Stéphane Lambiel : "Ah. Maintenant. Peut-être que je vais revenir sur mes paroles. Calgary ce qui était différent c'est que la tension et la pression n'étaient plus vraiment pareilles. Ce qui était dûr par contre c'était de devoir défendre son titre. C'est vrai que j'avais jamais été dans cette position mais j'étais vraiment bien avec moi-même. J'étais libéré de tout le poids de cette saison olympique et puis j'ai pu me lâcher comme on le voit sur ces images.

Journaliste femme : "Ouais. D'ailleurs sur la glace il y'a eu une sacré différence... J'ai revu les images pour la première fois de Turin. C'était quand même un Stéphane Lambiel très différent au niveau de l'expression.

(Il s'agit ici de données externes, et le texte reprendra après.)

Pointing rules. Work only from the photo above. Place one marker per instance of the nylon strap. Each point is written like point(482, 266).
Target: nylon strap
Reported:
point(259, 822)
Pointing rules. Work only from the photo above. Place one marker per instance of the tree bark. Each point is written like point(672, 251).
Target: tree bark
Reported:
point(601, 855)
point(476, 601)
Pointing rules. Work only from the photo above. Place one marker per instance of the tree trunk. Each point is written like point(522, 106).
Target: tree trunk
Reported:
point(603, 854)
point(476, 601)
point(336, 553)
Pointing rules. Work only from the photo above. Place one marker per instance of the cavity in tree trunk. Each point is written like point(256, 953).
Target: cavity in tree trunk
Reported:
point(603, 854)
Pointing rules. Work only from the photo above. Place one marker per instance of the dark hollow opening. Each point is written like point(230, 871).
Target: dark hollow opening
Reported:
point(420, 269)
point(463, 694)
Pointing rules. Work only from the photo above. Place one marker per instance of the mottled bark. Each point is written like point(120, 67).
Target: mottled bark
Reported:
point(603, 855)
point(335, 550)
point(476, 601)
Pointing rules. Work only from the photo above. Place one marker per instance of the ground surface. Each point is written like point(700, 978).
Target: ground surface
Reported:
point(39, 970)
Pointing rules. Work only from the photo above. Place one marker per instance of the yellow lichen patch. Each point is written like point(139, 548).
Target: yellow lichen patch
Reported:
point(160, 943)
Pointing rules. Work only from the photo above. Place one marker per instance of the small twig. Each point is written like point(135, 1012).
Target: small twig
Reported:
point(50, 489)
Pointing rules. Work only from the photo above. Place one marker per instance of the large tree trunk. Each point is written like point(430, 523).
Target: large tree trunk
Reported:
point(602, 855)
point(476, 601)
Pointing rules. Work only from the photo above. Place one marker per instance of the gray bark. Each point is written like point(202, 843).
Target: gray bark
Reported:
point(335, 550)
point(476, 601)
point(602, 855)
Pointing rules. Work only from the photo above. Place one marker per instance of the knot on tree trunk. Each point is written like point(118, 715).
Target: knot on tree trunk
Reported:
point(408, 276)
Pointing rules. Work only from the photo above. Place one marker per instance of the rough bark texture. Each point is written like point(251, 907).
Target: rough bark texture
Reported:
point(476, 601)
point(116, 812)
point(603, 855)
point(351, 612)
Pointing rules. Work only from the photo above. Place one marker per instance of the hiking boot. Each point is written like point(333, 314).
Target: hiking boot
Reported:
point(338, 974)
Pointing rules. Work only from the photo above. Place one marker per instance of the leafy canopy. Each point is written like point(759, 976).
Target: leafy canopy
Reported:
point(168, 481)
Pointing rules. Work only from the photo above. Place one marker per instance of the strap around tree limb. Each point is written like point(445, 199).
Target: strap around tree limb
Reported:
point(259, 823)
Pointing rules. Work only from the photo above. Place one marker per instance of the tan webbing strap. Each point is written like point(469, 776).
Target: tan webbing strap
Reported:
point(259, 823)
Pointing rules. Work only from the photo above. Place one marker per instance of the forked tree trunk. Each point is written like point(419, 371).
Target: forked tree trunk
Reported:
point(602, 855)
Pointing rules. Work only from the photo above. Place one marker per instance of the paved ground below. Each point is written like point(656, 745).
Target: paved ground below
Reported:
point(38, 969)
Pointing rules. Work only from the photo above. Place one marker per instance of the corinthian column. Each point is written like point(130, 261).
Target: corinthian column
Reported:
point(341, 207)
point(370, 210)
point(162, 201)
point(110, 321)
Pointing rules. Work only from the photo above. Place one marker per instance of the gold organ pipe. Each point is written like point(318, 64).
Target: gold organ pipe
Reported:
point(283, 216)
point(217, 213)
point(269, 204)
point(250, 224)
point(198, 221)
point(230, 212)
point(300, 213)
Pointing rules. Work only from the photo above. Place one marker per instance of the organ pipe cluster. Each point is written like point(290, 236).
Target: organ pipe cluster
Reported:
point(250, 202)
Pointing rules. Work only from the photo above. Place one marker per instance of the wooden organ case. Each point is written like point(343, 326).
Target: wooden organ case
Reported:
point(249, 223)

Stéphane Lambiel : "ben au niveau technique c'était beaucoup plus impressionnant pour moi et puis après au niveau du sentiment on voit vraiment que je suis libéré et que je peux m'envoler quoi.

Journaliste femme : "après ce titre mondial on a commencé à parler un peu d'argent autour de vous. Est-ce que ça c'est quelquechose qui vous gêne alors qu'on sait que le patinage c'est pas un sport où l'argent coule à flot contrairement au tennis ou golf par exemple?

Stéphane Lambiel : "ouais tout à fait. Je pense qu'un titre de champion du monde rapporte pas autant que peut-être une qualification en quart de finale de tennis d'un tournoi médiocre. Mais ce que je tiens vraiment à dire c'est qu'on regarde un peu l'argent que j'ai gagné cette saison, mais on voit pas ce que j'ai dépensé sur 15 ans de carrière quoi.

Journaliste femme :"L'investissement..."

Stéphane Lambiel : "L'investissement, l'investissement de mes parents et...Pas rien que l'argent. J'aime pas parler d'argent...Il faut voir aussi le temps et tout ce que mes parents ont sacrifié pour que je puisse faire mon sport et que je puisse arriver au sommet."

journaliste homme : "Rien n'est jamais véritablement acquis. Même quand on est champion du monde. Dans quel domaine est-ce que vous souhaitez progresser?"

Stéphane Lambiel : "ben je dois progresser en tout. Progresser techniquement. Je dois trouver de nouvelles chorégraphies, un nouveau projet pour la saison prochaine, pour le programme court et le programme libre. C'est clair que c'est difficile. Cette année je suis venu avec quelquechose d'assez surprenant : "un zèbre qui vole". Il va falloir faire quelquechose de encore...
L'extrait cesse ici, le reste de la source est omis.